For downstream analysis, the text-based DGE matrix was first parsed line-by-line using a custom Python script to create a sparse matrix (Compressed Sparse Column), cast as an AnnData object, and finally saved in h5 format to ensure minimal space. Then, the standard scanpy single-cell workflow followed with default parameters. We selected the top 2,000 highly variable genes and 40 principal components to use for clustering using the leiden algorithm [34] and lower-dimensional representation with UMAP [35]. Each sample was clustered using the scanpy.tl.leiden functions and for several resolution values. Cell-type markers were identified with the rank_genes_groups function. For STS data sets, squidpy was used by running the built-in squidpy.gr.spatial_neighbors function. Spatial co-occurrence was computed with squidpy.gr.co_occurrence and the ligand–receptor analysis with squidpy.gr.ligrec.

Meshgrid creation

We created the mesh grids in silico using the numpy.mesh function. For both grids (Visium style and hexagonal), a rectangular grid was first created with spot_distance_um (spacemake parameter—user definable) horizontal distances and sqrt(3) * spot_distance_um vertical distances. This mesh was then duplicated and spatially translated, so that the result of the 2 meshes was a mesh where the distance between any 2 neighboring points was exactly spot_distance_um. For the Visium-style mesh, we joined beads that fall into any circle (with mesh points as circle centers) with a diameter of diameter spot_diameter_um. For the hexagonal mesh, we calculated the distance between each spatial unit in the data and the mesh points, and for each spatial unit, we selected exactly one mesh point, the one with the minimum value.

Downsampling analysis

Downsampling analysis was done by first splitting the final BAM file into different percentages with sambamba (v0.6.8). Then, the downsampled BAM files were fed into the same processing pipeline described above for further analysis.

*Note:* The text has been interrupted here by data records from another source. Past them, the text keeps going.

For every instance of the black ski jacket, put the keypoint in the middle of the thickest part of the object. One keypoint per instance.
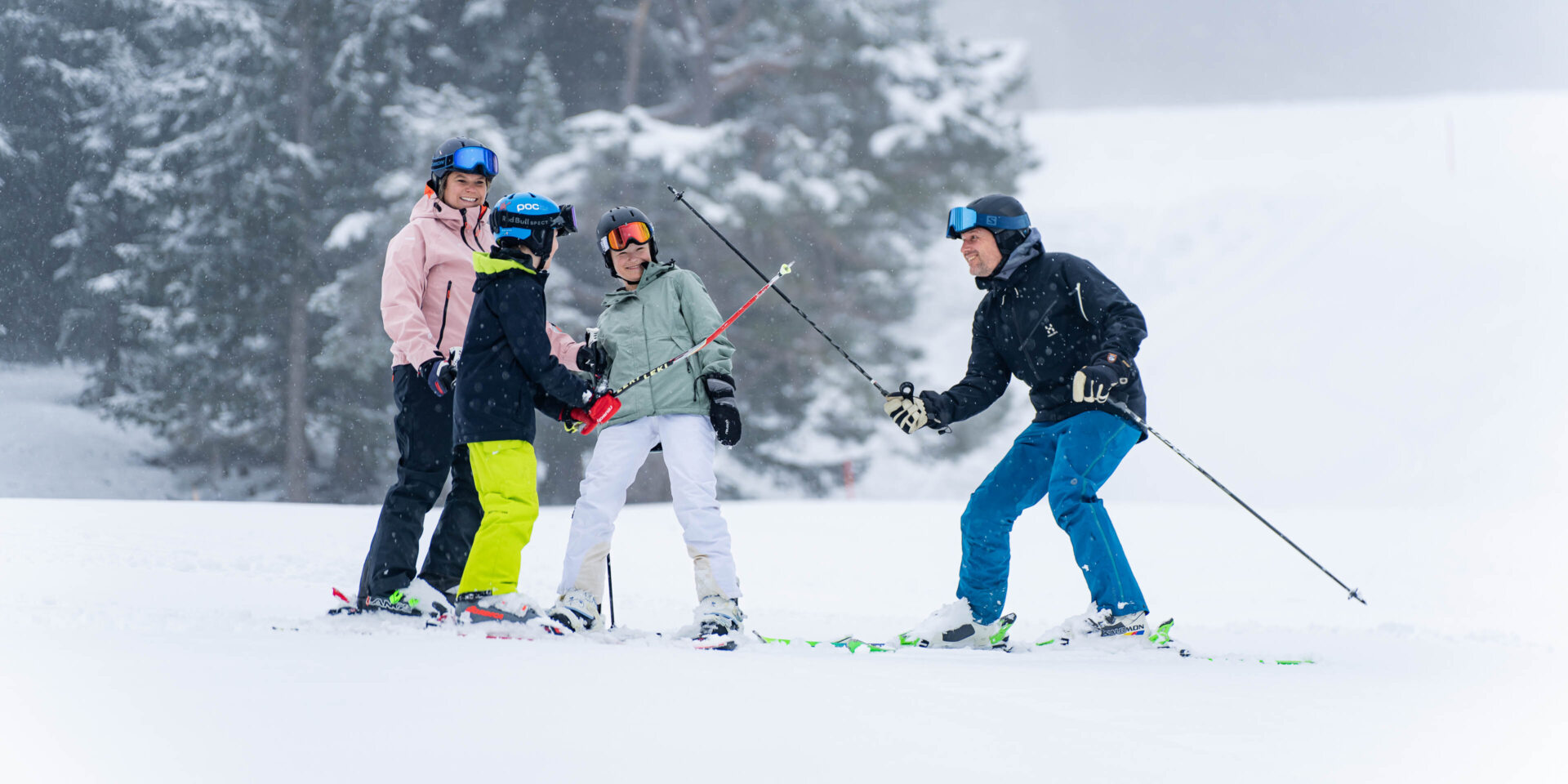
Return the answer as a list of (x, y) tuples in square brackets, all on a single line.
[(1043, 317), (507, 369)]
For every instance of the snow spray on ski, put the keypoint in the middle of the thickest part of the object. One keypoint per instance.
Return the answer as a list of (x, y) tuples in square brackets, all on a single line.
[(601, 417)]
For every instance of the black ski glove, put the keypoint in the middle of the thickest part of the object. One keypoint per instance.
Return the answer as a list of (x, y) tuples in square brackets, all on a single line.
[(593, 358), (724, 412), (1095, 381), (439, 373), (911, 412)]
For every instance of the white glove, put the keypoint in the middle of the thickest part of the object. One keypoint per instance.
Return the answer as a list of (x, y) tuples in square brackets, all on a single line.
[(1094, 383), (906, 412)]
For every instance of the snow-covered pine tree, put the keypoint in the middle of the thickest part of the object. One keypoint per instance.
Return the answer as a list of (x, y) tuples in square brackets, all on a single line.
[(264, 134), (823, 132)]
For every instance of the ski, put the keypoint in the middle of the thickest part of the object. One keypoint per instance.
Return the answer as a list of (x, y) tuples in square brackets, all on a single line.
[(849, 644)]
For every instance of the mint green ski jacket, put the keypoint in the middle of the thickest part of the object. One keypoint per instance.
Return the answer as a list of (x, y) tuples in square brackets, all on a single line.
[(666, 314)]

Spatial reconstruction with novoSpaRc

The de novo spatial reconstruction of the adult mouse brain scRNA-seq data was done with novoSpaRc (v0.4.3) and by using the default parameters and a circular disk as a target space. The top 100 highly variable genes were selected for the reconstruction. For the spatial reconstruction with markers, the corresponding Visium data set was used to first create a reference atlas. The top 200 highly variable genes were first obtained (both from Visium and single-cell data sets), and 195 of them remained after intersecting them. Reconstruction was done with novoSpaRc and with parameter alpha = 0.5. For the de novo reconstruction, we used single-cell data from 6 areas: Thal, CA1, Hypoth, Ctx2, DentGyr, and SScortex. To assign each of the 5,000 positions to one of the annotated areas, for each position, the area having the highest median value for that position was picked. In this way, each position was assigned only to 1 area. Out of the 6 original areas, 4 were assigned to at least 1 position (Ctx2, DentGyr, Thal, Hypoth) and 2 did not have the highest median probability for any position (SScortex, CA1).

Long-read analysis

The complementary DNA (cDNA) molecules should contain specific oligonucleotide building blocks in the right places, in addition to mRNA sequence and (parts of) the original poly(A) tail. Spacemake first aligns a catalog of such building blocks (SMART primer handles, poly(T), Template Switch Oligo, Illumina sequencing adapters, etc.) via local Smith & Waterman to each read. These alignments are then analyzed jointly for each long read and condensed into “signatures” that identify the presence/absence and relative ordering of each building block. Finally, the observed signatures are counted, compared systematically against the expected signature (for example: P5, bead_start, poly(T), N70X for a Dropseq bead-derived Illumina library) and the following diagnostic plots are generated: graphical breakdown of the library by signatures, zoom-in on bead-related features, mismatch and deletion analysis, and histograms of start/end positions for each part of the expected signature. We acquired the publicly available data as described below, and every 250th read was selected and analyzed with the spacemake.longread module using the “chromium” long-read signature.

QC reports

QC plots were created with custom R scripts based on the ggplot2 package (v3.3.5). The automatically generated QC sheets were created with a custom Rmarkdown script, which takes the downstream processed and analyzed data files and creates the .html QC report. The Shannon entropy for each spatial unit barcode BC was calculated using the following formula:

graphic file with name TM0001.gif

where Inline graphic is the relative frequency of a nucleotide n in barcode Inline graphic. The length of string compression for a spatial unit barcode was calculated the following way: first the barcode BC was compressed (such that AAACATTA becomes 3A1C1A2T1A) and then the character length of this compression representation was returned. The observed values were compared against theoretical values as follows: random barcodes were first generated for each sample, and their Shannon entropy and string compression were then computed. The number of random barcodes generated was always the same as the number of real barcodes, for all samples.

External DGE processing

Spacemake offers the possibility to process external count data. In this case, instead of starting from the raw data, the sample is processed downstream from the DGE matrix creation. Spacemake will perform the automated analysis and clustering and generate the corresponding reports.

Alignment of H&E images with count data

Generating binary images from count data

To align H&E images with spatial count data, spacemake first generates gray-scale images from the count data themselves. For Visium, a 1,000 × 1,000 pixel image was generated (corresponding to a 6.5 × 6.5 mm square glass) based on the beads that were previously identified by spacemake as under the tissue (Methods). Each bead was then drawn using the openCV circle() function—according to Visium coordinates—with a 100-micron distance from each other, with each bead having 55-micron diameter. Each circle was drawn black and the rest of the image was white.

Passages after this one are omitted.